I'm also a huge utensil person. I have one drawer with nothing but scrapers and spatulas. I hate appliances...they take up to much room. I have a hand blender and crock pot and that's it.

anne marie in philly said...

I already have many of these items in my kitchen, especially the first item you mention. both spouse and I are short people, so a grabber comes in handy.

Steve. Because 'Steve' is almost as nice a name as 'Paul'. said...

Mistress Maddie: Describe how you used the manual can opener, the shop sized air compressor and the 3 foot long stick, would you? Covid is getting right on my tits. ON MY TITS. You don't need to elaborate on the Dyson. Me and Mister, Mister Dyson...we got a THING goin' on (we both know that it's wrong, but it's much to strong, to let it go now....)
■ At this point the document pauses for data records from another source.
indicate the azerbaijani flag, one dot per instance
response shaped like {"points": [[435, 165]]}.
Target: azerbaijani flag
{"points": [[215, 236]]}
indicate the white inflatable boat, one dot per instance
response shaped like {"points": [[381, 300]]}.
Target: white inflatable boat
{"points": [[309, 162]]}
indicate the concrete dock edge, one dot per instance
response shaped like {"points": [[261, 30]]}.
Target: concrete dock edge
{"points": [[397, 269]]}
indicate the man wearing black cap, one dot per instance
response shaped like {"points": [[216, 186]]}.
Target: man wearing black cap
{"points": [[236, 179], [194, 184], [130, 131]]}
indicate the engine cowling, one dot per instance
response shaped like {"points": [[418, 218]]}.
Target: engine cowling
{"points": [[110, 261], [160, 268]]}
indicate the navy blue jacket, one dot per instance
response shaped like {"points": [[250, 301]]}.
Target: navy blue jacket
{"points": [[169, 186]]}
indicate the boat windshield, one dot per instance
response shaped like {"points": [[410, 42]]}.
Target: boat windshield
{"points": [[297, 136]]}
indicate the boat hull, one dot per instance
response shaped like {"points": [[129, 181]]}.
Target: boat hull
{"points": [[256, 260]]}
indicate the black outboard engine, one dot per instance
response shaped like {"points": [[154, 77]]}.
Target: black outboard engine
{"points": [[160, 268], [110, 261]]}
Steve. Because 'Steve' is almost as nice a name as 'Paul'. said...

anne marie in philly: The 3 foot long stick is a lifesaver! We had a grabber at one time but my daughter (this is years ago, true story) got hold of it and was chasing the dogs around with it and using it for stupid stuff, like eating pancakes, and we had to throw it out.

savannah said...

YOU are fucking MAR-VEL-OUS! Right now damn near everything I own is still in boxes in a storage unit, but I'm 100%in agreement about how to keep your knives. I remember reading about the dangers of knife blocks years ago, so never had one. Living in Savannah and dealing with hurricanes I am a firm believer in manuel can openers, landlines that don't depend on electricty, and battery operated flashlights and candles! I've written down (in my notebook with my fountain pen) your recipe for spray cleaner! xoxo

Gale said...

I think this is a dandy list. I would add roll out shelves in the bottom cabinets. I did not know I needed until my Rocky built them. Um I don't hand dry, I just got a new dishwasher. Yeah I know....lazy lazy lazy.

dinahmow said...

I had a book from the library, years ago, and your Joy of Cooking might be it. It was a good wedding present for kids who don't know a potato from a pumpkin.OK, so I had to do a little arithmetic to convert to Imperial, but it was choc full of good info.

And I use a lot of those "household remedy" things. White vinegar always to hand.